A new study got published on some new hadrosaur material from Spain.

 

https://www.sciencedirect.com/science/article/abs/pii/S0195667120303645?via%3Dihub
 

Abstract

Quote

Pararhabdodon isonensis was the first species of lambeosaurine hadrosaurid described in Europe and is one of the last non-avian dinosaurs that lived before the K-Pg extinction. Yet, its relationship with other Ibero-Armorican lambeosaurines has remained controversial due to the lack of overlapping diagnostic material among taxa. Newfound hindlimb materials reveal a unique character for the species that reinforces its distinction from other European lambeosaurines and its postulated close relationship with Tsintaosaurus spinorhinus. P. isonensis becomes restricted to the upper Maastrichtian Talarn Formation.

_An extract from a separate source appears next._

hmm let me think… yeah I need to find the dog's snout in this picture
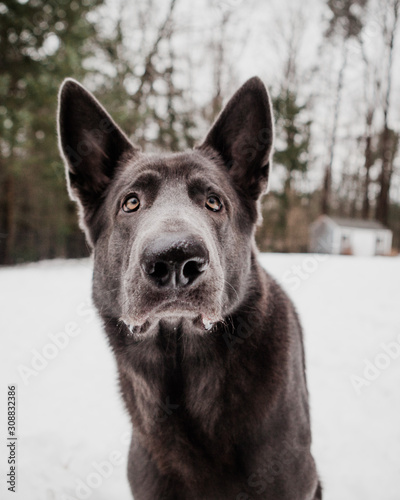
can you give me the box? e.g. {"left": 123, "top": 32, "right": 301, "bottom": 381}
{"left": 141, "top": 233, "right": 209, "bottom": 288}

Our osteohistological analysis indicates that Pararhabdodon isonensis probably reached adult body sizes comparable to those of other Ibero-Armorican lambeosaurines and nearing the body sizes of North American and Asian taxa. Its histomorphology indicates a relatively low growth rate, suggesting the achievement of larger body sizes over longer time periods, perhaps facilitated by a relatively low predation pressure. Unlike coeval dinosaurian clades of the Late Cretaceous European Archipelago, P. isonensis and at least some of the other Ibero-Armorican lambeosaurines that reached similarly large body sizes, like Adynomosaurus arcanus, represent exceptions to the ‘island rule’.

 

 

It's paywalled sadly.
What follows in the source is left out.